お客様のそうした言葉を真剣に考え始めたのも、その1年後の2019年に自己最高実績である年間387戸の販売記録を達成した頃だった。自分の時間の全てを捧げても、もうこれ以上は難しいだろう。
毎年、前年比と同じくらいの実績を得るだけだ。そう悟ってからはこれ以上前に進もうという気持ちがスッと消えた。この道を前進するだけではなく、違う道を行こう。私は第二章の道を歩み始めることにした。
独立すると会社に申し出ると、内心は反発されるかとも身構えていたが、過去の貢献もあってか最終的には独立を容認してくれることになった。しかも、自分で新規開拓した顧客600人に関してはそのまま引き継いでいいという許しを得られた。
独立を宣言した際のお客様の反応も上々。「絶対独立すると思ってました。応援します」と言われた時には、胸に込み上げてきたものがあった。
今の会社で別の担当者を付けることもできるんですよ、と一か八か念押しして聞いてみた時も、「あなたが良くて買っていたのだから着いていきますよ」と言ってくれたお客様もいた。

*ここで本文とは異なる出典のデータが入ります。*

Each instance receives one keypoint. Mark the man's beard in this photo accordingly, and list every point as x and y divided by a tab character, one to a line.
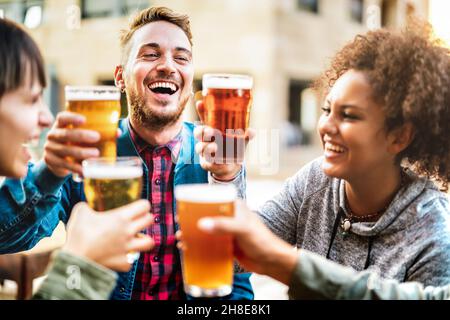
145	116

実業家・内藤忍氏が協力してくれた影響も大きい。もともと同氏の紹介で多数のお客様を獲得していたこともあり、独立を機に付き合いがなくなれば、独立先での営業に暗雲が立ち込める可能性があった。
もし独立以降は付き合いをしないと言われたら、諦めて大人しく引きさがろうーそう頭の裏でそろばんを静かに弾きながら独立の挨拶に向かうと、彼はあっさりこう言ってくれた。
「私はあなたの所属会社ではなく、天田さんを応援していたんです。独立後もお付き合いさせてください」。
もうこれ以上、最善の独立環境はないだろう。全ては前途洋々、のはずだった。